DLA-Future icon indicating copy to clipboard operation
DLA-Future copied to clipboard

BLAS/LAPACK low-level wrappers

Open albestro opened this issue 4 years ago • 0 comments

In our codebase we define wrappers for both BLAS and LAPACK allowing us to achieve two main features:

  • make these calls tile-oriented (in contrast to memory oriented like low-level original calls)
  • have a single entry point for both CPU and GPU version of the routine (via the callable object)

In some cases it is also needed to compose and use these functions in a less general way, where having access to the low-level original routine is needed (see https://github.com/eth-cscs/DLA-Future/pull/513#discussion_r840334204 as an example). There, even if we don't have to deal anymore with tiles directly, it would still be desirable to have a single entry point for different backends, so that the code can be generalized (and not duplicated).

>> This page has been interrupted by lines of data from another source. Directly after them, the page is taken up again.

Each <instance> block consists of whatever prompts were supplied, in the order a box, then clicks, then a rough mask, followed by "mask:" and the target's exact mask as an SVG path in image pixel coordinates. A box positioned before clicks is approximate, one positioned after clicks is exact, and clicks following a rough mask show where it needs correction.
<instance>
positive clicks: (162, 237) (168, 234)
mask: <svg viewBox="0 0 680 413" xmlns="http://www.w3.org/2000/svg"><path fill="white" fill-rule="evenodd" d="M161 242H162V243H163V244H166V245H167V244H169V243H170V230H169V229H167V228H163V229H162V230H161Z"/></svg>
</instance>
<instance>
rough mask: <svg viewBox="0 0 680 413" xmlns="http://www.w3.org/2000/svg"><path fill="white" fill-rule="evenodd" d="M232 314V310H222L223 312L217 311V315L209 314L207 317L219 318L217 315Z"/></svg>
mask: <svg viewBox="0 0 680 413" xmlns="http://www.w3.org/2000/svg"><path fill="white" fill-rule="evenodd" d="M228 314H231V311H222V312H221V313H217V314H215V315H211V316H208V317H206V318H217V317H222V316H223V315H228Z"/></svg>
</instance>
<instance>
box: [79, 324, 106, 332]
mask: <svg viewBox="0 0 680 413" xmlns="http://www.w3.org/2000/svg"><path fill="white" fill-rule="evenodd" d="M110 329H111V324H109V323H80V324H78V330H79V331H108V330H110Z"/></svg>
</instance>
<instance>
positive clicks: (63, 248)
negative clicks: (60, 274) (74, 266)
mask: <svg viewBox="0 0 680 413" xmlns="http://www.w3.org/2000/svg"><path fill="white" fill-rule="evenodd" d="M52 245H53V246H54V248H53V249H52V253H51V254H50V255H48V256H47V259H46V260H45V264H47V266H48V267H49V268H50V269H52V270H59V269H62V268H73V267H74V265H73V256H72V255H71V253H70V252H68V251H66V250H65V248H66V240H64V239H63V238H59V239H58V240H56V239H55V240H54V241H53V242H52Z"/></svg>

The first thought is to split the two main features on the two levels:

  • 1st level: tile-oriented wrappers, which will be responsible of "unpacking" the tile parameters to the low level routine wrapper;
  • 2nd level: introduce a low level routine wrapper, which will provide a single entry point for the different backends available.

Unfortunately, this is not a fully definite solution, so I opened this issue in order to collect problems, requirements and thoughts, to see if we can engineer a better design.

I will start with a couple of problems we are already aware of:

  1. CPU vs GPU wrappers does not have the same number of parameters (i.e. CPU does not have an handle)
  2. some wrappers requires the handle as first parameter, some others as last one
  3. there isn't just a single handle type for all wrappers (cublas, cusolver, custream, ... ?HIP, ?ROCM)
  4. previous points all together result problematic when having to compose more wrappers inside a single function (e.g. composing cublas with a cusolver requires two different handles, so it is not even clear what the wrapping functions should accept. moreover if it has to be generic, it has also to be valid for cpu that does not require any handle).

A random thought just as a seed for starting a discussion: create a "generic" handler valid for all kind of wrappers (i.e. fixing point 3), passed to all wrappers (fixing point 1) as last (fixing point 2), which contains all available handlers (not sure if it is something feasible).

albestro avatar Apr 01 '22 14:04 albestro